Iran Tangkap 6.000 Orang Terkait Demonstrasi Januari

Iran menyebut 3.117 orang tewas dalam kerusuhan Januari, termasuk warga sipil dan aparat keamanan. Kelompok HAM melaporkan jumlah lebih tinggi.

oleh Khairisa FeridaDiterbitkan 15 September 2026, 08:00 WIB
Dalam foto yang diperoleh The Associated Press ini, warga Iran dilaporkan mengikuti aksi demonstrasi anti-pemerintah di Teheran, Iran, Jumat, 9 Januari 2026. (Dok. UGC via AP)

Liputan6.com, Teheran - Pihak berwenang Iran sejauh ini telah menangkap 6.000 orang yang diduga terlibat dalam aksi protes antipemerintah dan kerusuhan pada Januari lalu. Demikian kata Kepala Kepolisian Iran Ahmadreza Radan, Senin (14/9/2026), seperti dilaporkan Anadolu.

Dalam pernyataan yang disiarkan stasiun televisi pemerintah IRIB, Radan menyebut para tahanan terlibat dalam upaya kudeta. Ia juga menuding mereka membantu negara-negara yang dianggap memusuhi Iran selama kerusuhan pada 8-9 Januari.

"Kami tidak akan membebaskan orang-orang ini, kecuali mereka yang menyatakan penyesalan dan bertobat," kata Radan.

Aksi protes bermula di Grand Bazaar Teheran pada 28 Desember 2025, di tengah merosot tajamnya nilai tukar rial Iran dan memburuknya kondisi ekonomi. Gelombang demonstrasi kemudian menyebar ke sejumlah kota di berbagai wilayah Iran.

Aksi tersebut memuncak pada 8-9 Januari. Pihak berwenang Iran mengatakan sebagian demonstrasi berubah menjadi kerusuhan yang disertai serangan terhadap aparat keamanan serta perusakan fasilitas dan harta benda milik negara maupun pribadi.

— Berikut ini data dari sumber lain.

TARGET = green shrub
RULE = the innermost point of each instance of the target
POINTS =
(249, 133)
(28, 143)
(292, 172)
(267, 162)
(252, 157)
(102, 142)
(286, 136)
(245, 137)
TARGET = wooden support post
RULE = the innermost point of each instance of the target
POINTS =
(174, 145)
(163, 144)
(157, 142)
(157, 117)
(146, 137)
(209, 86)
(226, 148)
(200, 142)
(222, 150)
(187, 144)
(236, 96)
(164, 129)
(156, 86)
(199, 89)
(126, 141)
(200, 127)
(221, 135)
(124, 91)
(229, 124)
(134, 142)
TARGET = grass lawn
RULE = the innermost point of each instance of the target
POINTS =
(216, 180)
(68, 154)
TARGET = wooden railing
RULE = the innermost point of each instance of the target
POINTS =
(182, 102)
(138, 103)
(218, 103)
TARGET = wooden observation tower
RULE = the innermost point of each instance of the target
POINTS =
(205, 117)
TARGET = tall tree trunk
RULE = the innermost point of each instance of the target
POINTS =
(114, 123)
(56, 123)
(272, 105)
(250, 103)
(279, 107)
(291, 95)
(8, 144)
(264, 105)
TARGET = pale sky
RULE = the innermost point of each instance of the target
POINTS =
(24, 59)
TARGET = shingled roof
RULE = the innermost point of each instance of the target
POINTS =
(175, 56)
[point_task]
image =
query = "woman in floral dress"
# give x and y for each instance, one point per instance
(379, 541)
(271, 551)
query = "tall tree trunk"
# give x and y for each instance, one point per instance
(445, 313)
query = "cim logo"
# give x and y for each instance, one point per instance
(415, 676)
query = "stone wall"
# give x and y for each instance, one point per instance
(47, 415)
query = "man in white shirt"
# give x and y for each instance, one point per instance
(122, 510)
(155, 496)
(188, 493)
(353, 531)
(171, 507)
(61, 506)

Iran menuduh Amerika Serikat dan Israel mendukung kerusuhan tersebut. Tuduhan itu dibantah Washington dan Tel Aviv.

Pihak berwenang Iran mengatakan kerusuhan menyebabkan kerusakan luas pada berbagai fasilitas dan harta benda, termasuk gedung pemerintah, bank, kantor polisi, sekolah, masjid, rumah, dan kendaraan.

Dalam langkah terkait, lembaga peradilan Iran mengatakan pihak berwenang telah menyita 240 properti dan aset lainnya milik orang-orang yang dituduh bertindak melawan negara atau mendukung negara-negara yang dianggap bermusuhan dengan Iran. Mereka yang menjadi sasaran penyitaan juga mencakup orang-orang yang tinggal di luar negeri. Sebanyak 182 rekening bank turut dibekukan.

Menurut lembaga peradilan Iran, langkah tersebut menyasar orang-orang yang dituduh melakukan sejumlah tindakan, termasuk menyebarkan propaganda melawan Iran serta bekerja sama dengan Israel dan negara-negara lain yang dianggap Teheran sebagai pihak yang bermusuhan.